Genial, não é? Ainda não se convenceu. Então vamos ao segundo ponto.

2) Ao colocar o narrador em primeira pessoa, Machado está nos dando uma grande lição de vida: nunca olhe o mundo apenas com os olhos que tem ou que te deram, mas olhe o mundo com os olhos do conhecimento, aqueles que estão sempre abertos ao diálogo, à escuta, à sanidade, ao Outro, às mudanças.

Pois se assim não o fizer corre-se o risco de viver-se uma vida só, mesquinha, medíocre, casmurra, cega, preconceituosa, racista, individualista, medrosa, temerária, insegura, besta.

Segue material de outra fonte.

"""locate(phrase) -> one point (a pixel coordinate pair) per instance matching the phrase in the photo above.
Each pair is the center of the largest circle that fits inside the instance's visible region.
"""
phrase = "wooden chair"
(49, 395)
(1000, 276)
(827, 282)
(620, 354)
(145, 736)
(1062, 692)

“O discurso aberto é um apelo à responsabilidade, à escolha individual, um desafio e um estímulo para o gosto, para a imaginação, para a inteligência. Por isso a grande arte é sempre difícil e sempre imprevista, não quer agradar e consolar – quer colocar problemas, renovar nossa percepção e o nosso modo de compreender as coisas”  (Umberto Eco)

Aí está a genialidade de Machado de Assis, sua obra é aberta. Como toda obra-prima deve ser aberta, diria Umberto Eco. A pergunta final que fica é: "Capitu traiu ou não Bentinho?"

Não dá para saber, pois o Narrador é o sujeito supostamente traído. Ele cego, ciumento, enxergará traição em tudo e obliterará as semelhanças físicas que tem com Escobar. Para os olhos viciados, no individualismo, em primeira pessoa, o Outro é sempre o INIMIGO.

Não dá para saber, pois Capitu não fora ouvida, não nos escreveu um romance. Machado não quis fazê-lo porque sua obra já está fechada em uma lição: ela é ética ao tocar e fazer o leitor se questionar sobre sua cegueira bentiniana.

Machado nos dá uma lição Ética. Como Bruxo que transcende seu tempo.

Ao final do livro, na penúltima e ante-derradeira frase: "Que a Terra lhes seja Leve", como se estivesse assumindo a culpa de nunca os ter perdoado em vida, o amigo que ele acha que traiu e a mulher que ele tem certeza, pelo ciúmes, que o traiu.

Assim, fica a lição máxima, não há como dar conta da imensa realidade apenas com dois olhos. Ainda mais se estes olhos forem viciados, preconceituosos, maus leitores, maus ouvintes, maus estudantes, maus expectadores, teremos uma sociedade que não enxerga que a Corrupção está em seu coração, em seu cerne, e contamina seus olhos.

Assim o é também com quem não vê que a Grande Mídia engana com apenas um lado da notícia, e faz uma sociedade inteira esquecer que o Outro lado existe, e que a junção dos dois lados leva a uma verdade, não mais inventada, mas a Pravda (do Russo), à verdade ética.

Machado de Assis é duplamente genial, pois é em um gesto bruxo, abre nossos olhos em perspectivas e ética.



Fabrício Oliveira, 37, doutor em Linguística e Filosofia da Linguagem, Professor do IFSP, colaborador do Redação e Dialogia e do Roda de Cidadania.